- First baseman
- Born: October 21, 1949 (age 76) Elmhurst, Illinois, U.S.
- Batted: LeftThrew: Left

Professional debut
- MLB: September 12, 1977, for the San Francisco Giants
- NPB: April 5, 1980, for the Yokohama Taiyo Whales

Last appearance
- MLB: September 23, 1978, for the San Francisco Giants
- NPB: October 23, 1980, for the Yokohama Taiyo Whales

MLB statistics
- Batting average: .167
- Home runs: 0
- Runs batted in: 6
- Stats at Baseball Reference

Teams
- San Francisco Giants (1977–1978); Yokohama Taiyo Whales (1980);

= Skip James (baseball) =

American baseball player (born 1949)

Philip Robert James (born October 21, 1949), better known as Skip James, is an American former professional baseball player.
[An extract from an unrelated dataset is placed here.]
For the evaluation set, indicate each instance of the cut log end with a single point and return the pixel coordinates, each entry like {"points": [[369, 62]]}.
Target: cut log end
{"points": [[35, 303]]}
He played in the Major League Baseball(MLB) before a brief stint with the San Francisco Giants, and then played in the Nippon Professional Baseball (NPB) for the Yokohama Taiyo Whales.

==Career==
James attended Shawnee Mission North High School, and then played football and baseball at the University of Kansas, graduating in 1971. He played in the Pacific Coast League for eight years and was finally drafted in 1977 by the San Francisco Giants; he made his debut on September 12, 1977. He played for the Giants for four months as a pinch-hitter (hitting a game-winning two-run single in September against the Los Angeles Dodgers) before they sent him back to the minors. He played for the Vancouver Canadians in 1979, and in 1980 left the United States to play in Japan for the Yokohama Taiyo Whales, besides Félix Millán.

In 1982, he was hired as a graduate assistant coach at Kansas, and worked there as an assistant coach in 1983 and 1984 as well.